When I arrived in Bend, Oregon, I expected to run into characters from Tawna Fenske’s romantic comedies around every corner. I peered into the open kitchen at the Deschutes Brewery looking for the chef from Eat, Play, Lust. When I passed the bobcat enclosure in the lobby of the High Desert Museum I started looking for the planetarium that put the frisky in Frisky Business. I looked for Marine for Hire‘s Sam chopping wood alongside the houses nestled among the trees along the road to Mt. Bachelor. After discovering Crux Fermentation Project nestled between a train track and a freeway, I expected to see Believe it or Not‘s strip mall with a psychic leaning against a male stripper joint – oh wait, that one was set in Portland. And they are all fictional stories. The little town of Bend, however, is very real, and it is not what I expected.
In fact, it was more like a dude’s fantasy than a setting for a girlie romantic comedy. The entire town seems to be built on the twin pillars of beer and sports. It is completely realistic to plan a morning snowboarding on what is currently the best snow on the left side of North America, lunch at a microbrewery in town, an afternoon kayaking on the river, and then pub crawl through the evening on a mountain bike. The amount of outdoor gear required to live in this town is mind-boggling. REI is the biggest store in town. The amount of craft beer available in Bend is mind-blowing (and I say that as a Seattleite who lives in walking distance to six seven microbreweries). With all the calories they burn on their bikes and on the mountain and in the river, I guess Bendies can afford to drink all the beer they want. Which is a lot.

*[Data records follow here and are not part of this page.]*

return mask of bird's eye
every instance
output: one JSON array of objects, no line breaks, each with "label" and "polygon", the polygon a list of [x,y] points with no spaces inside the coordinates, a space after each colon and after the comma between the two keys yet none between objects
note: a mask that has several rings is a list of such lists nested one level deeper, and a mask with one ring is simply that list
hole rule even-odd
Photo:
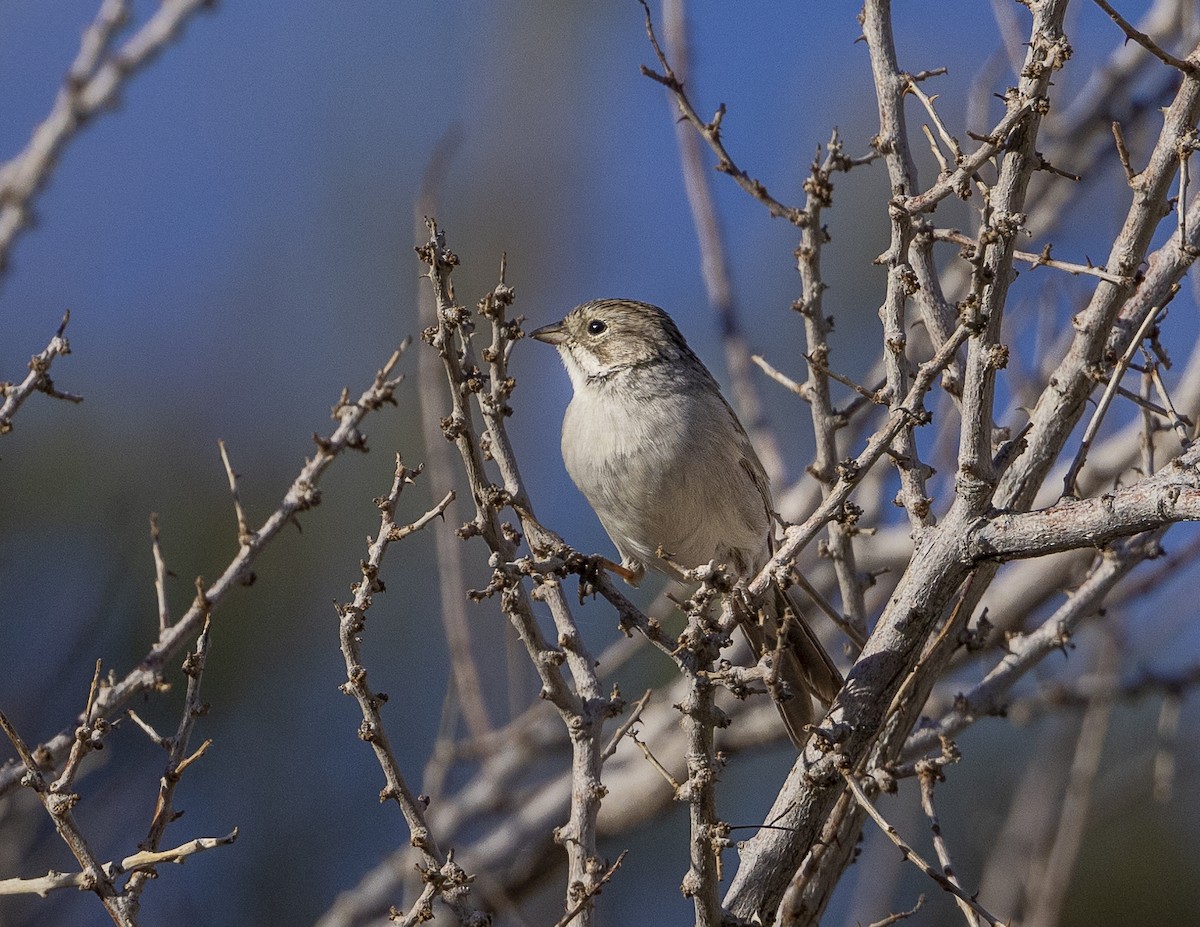
[{"label": "bird's eye", "polygon": [[608,331],[608,323],[603,319],[592,319],[587,326],[589,335],[603,335]]}]

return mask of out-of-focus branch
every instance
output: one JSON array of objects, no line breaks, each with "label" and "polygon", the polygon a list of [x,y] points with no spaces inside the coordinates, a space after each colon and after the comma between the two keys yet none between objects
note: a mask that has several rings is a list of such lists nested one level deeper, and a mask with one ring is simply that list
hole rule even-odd
[{"label": "out-of-focus branch", "polygon": [[17,409],[21,408],[21,404],[35,392],[45,393],[55,399],[65,399],[67,402],[83,402],[82,396],[64,393],[56,389],[54,381],[50,379],[50,365],[54,363],[54,358],[60,354],[71,353],[71,346],[63,334],[67,330],[69,321],[71,321],[71,313],[66,312],[63,314],[62,324],[58,326],[58,331],[50,339],[45,350],[30,359],[29,374],[24,380],[20,383],[0,383],[0,397],[4,399],[4,402],[0,404],[0,435],[12,431],[12,419],[17,414]]},{"label": "out-of-focus branch", "polygon": [[188,20],[212,0],[162,0],[158,9],[115,51],[113,37],[129,15],[128,0],[104,0],[84,32],[79,54],[50,114],[25,150],[0,166],[0,273],[21,230],[30,203],[46,183],[67,143],[93,117],[116,103],[126,82],[163,50]]},{"label": "out-of-focus branch", "polygon": [[[446,172],[454,160],[461,141],[461,132],[448,130],[439,140],[429,157],[429,164],[421,177],[421,189],[417,197],[417,208],[413,214],[413,242],[420,245],[425,241],[426,217],[438,214],[438,200],[445,182]],[[418,281],[417,318],[422,329],[437,322],[437,309],[433,292],[424,281]],[[417,393],[421,402],[421,439],[424,445],[424,461],[431,473],[448,478],[454,472],[452,451],[442,434],[439,424],[443,392],[442,365],[430,351],[421,351],[417,356]],[[459,502],[454,499],[446,508],[446,519],[451,524],[462,524]],[[476,666],[476,655],[472,644],[471,622],[467,617],[466,568],[463,563],[463,544],[454,534],[438,531],[434,534],[434,551],[437,554],[438,614],[446,632],[446,646],[450,656],[450,672],[454,679],[455,704],[462,712],[462,719],[472,737],[482,737],[492,729],[483,684]],[[453,727],[447,725],[447,736]]]},{"label": "out-of-focus branch", "polygon": [[[1101,649],[1100,671],[1112,675],[1116,662],[1116,644],[1108,641]],[[1059,808],[1058,828],[1043,865],[1034,869],[1035,878],[1027,892],[1029,906],[1023,924],[1029,927],[1053,927],[1060,923],[1063,902],[1071,884],[1071,873],[1083,846],[1088,824],[1088,809],[1096,777],[1100,773],[1100,755],[1108,737],[1113,702],[1096,699],[1088,705],[1079,725],[1075,756],[1067,779],[1067,792]]]},{"label": "out-of-focus branch", "polygon": [[[663,0],[662,15],[666,54],[682,86],[687,83],[690,70],[684,0]],[[672,101],[675,99],[675,93],[670,88],[668,98]],[[677,103],[672,107],[672,112],[678,112]],[[729,373],[733,405],[738,411],[738,418],[746,426],[767,477],[777,486],[784,475],[783,454],[767,421],[758,388],[750,376],[750,348],[746,344],[741,313],[733,295],[725,255],[725,237],[721,232],[716,203],[713,202],[709,174],[704,169],[700,136],[688,121],[676,119],[675,141],[679,145],[683,186],[687,191],[692,224],[696,227],[696,239],[700,245],[700,272],[704,278],[704,289],[708,293],[708,304],[717,317],[721,343],[725,348],[725,369]]]},{"label": "out-of-focus branch", "polygon": [[1112,6],[1106,2],[1106,0],[1095,0],[1095,4],[1096,6],[1100,7],[1100,9],[1104,10],[1104,12],[1112,18],[1113,22],[1121,27],[1121,31],[1124,32],[1129,39],[1137,42],[1138,45],[1150,52],[1150,54],[1152,54],[1159,61],[1163,62],[1164,64],[1169,64],[1173,68],[1179,69],[1188,77],[1200,77],[1200,67],[1197,67],[1195,62],[1185,61],[1182,58],[1176,58],[1169,51],[1150,38],[1150,36],[1146,35],[1146,33],[1139,32],[1137,29],[1135,29],[1133,23],[1114,10]]},{"label": "out-of-focus branch", "polygon": [[[142,658],[141,663],[115,684],[101,687],[96,696],[93,717],[111,718],[130,699],[157,686],[167,662],[200,632],[213,609],[234,588],[250,581],[253,576],[252,567],[263,548],[302,512],[320,503],[321,493],[317,484],[333,461],[343,451],[363,450],[366,447],[366,436],[359,431],[363,419],[385,405],[394,404],[393,394],[401,378],[390,377],[402,351],[403,346],[392,354],[375,375],[374,383],[357,400],[351,401],[349,393],[346,390],[342,391],[342,396],[333,409],[333,418],[338,422],[337,428],[327,438],[313,436],[317,452],[301,468],[279,506],[258,530],[242,539],[237,554],[220,578],[211,586],[198,589],[191,607],[174,624],[159,633],[158,640]],[[49,768],[61,762],[63,755],[74,742],[74,730],[64,730],[34,750],[40,767]],[[6,764],[0,768],[0,795],[8,794],[20,784],[21,770],[21,766],[13,764]]]}]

I did not spend a day as described because I was nursing a sinus infection and brought two kids with me. So I spent a lot of time exploring the playgrounds along the river, browsing used bookstores (one specialized in geekery, with a whole room devoted to RPGs and comics) and sampling snacks at hip little cafes. We mostly avoided the pricey, high-end restaurants and myriad jewelry stores in favor of the quirkier options like Made in Oregon and the toy store. I have never seen so many bike shops. And kayak rentals. And paddleboard suppliers. Mysteriously, I saw a record number of architects and dentist’s offices, too. Drivers kept freaking me out by stopping to let me cross every time I approached the curb. I guess with so many people riding bikes, there was no gridlock on the roads, so no one was in a hurry.
I did get a little time on the mountain (time from the driveway of our cottage downtown to the lift – 22 minutes) and found a run that seemed custom-designed to eliminate my fear. My 6-year-old spent one morning in a lesson, and the next day insisted she was ready to ride for real, so we had our first day of riding all toghether as a family. Two hours after my little grom collapsed in exhaustion at the bottom her green run, we were walking down the street in Bend. It was so warm and sunny I stopped at an organic coffee shop and grabbed an iced latte.
The tattooed, bearded barrista could have been from Reykjavik. One day I tried a Thai restaurant. Instead of the standard Amerithai menu I’m used to, they specialized in Northern Thai. I tried a new kind of curry and it was delicious. While I ate, a flannel-clad man came and in and began conversing with the owner in Thai.
Bend might be a guy’s town, but it’s easy to see how a woman who lives in a town full of tattooed, bearded, athletic, multilingual foodies with good design sense and perfect teeth who buy lots of jewelry could be inspired to write romantic comedies. And take up paddleboarding.